Net adjusted profit fell 37 per cent to US$1.6 billion but beat the $1.2bn expected by analysts polled by Reuters.
Weak oil prices have hurt the industry, with US major Exxon Mobil this week losing its Standard & Poor’s top credit rating for the first time in almost 70 years.
Total said hydrocarbons production rose by 4 per cent to 2.47 million barrels of oil equivalent per day compared with the same quarter last year, a level in the quarter last seen 10 years ago.
Three start-up productions from its Angola LNG, Bolivian Incahuasi gasfield and Kashagan oilfield in Kazakhstan will enable grow production at 4 per cent this year, Total said.
Total said in its downstream segment, although refining margins were down compared with 2015, the business had held up well and remained strong at the beginning of the second quarter.
“Refining & Chemicals improved its results compared to 2015 despite the decrease in refining margins to $35 per tonne, thanks to a record high utilisation rate of 94 percent and favourable petrochemicals margins,” the Total chief executive Patrick Pouyanne said.
The company proposed to maintain its dividend unchanged at €0.61 per share, payable through cash and a scrip scheme.
Like its peers hurt by prolonged low prices and market oversupply, Total said it was cutting costs and aimed to spend less than the $19bn it had planned for investments in 2016.
The company said it had the lowest technical cost among oil majors in the upstream division at $23 per barrel of oil equivalent (boe) compared with peers at $26 to $44 boe.
Its upstream division generated a net operating income of $498 million in the first quarter.
Total said it aimed to reduce its cash break-even point to $40 per barrel compared with $45 announced in February.

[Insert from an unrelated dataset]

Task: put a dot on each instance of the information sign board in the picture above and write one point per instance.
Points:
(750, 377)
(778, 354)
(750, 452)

“Operating costs are decreasing as planned with the objective of achieving $900m in savings during the year,” Total said, adding it was selling off $900m of assets including the Fuka gas pipeline network in the North Sea.
The results, which Total dubbed “a solid result in line with our annual objectives”, was welcomed on the Paris bourse where its share pride rose 1.95 in late morning trading to €44.59.
“The Upstream portfolio benefited from the lowest technical costs among the majors. The Downstream achieved a solid result in line with our annual objectives,” Mr Pouyanne said while analysts at RBC Capital Markets also said the results were “solid”.
Total is looking to hike production of hydrocarbons to counter a near 40 per cent fall in oil prices across the opening quarter and a drop of 60 per cent over two years.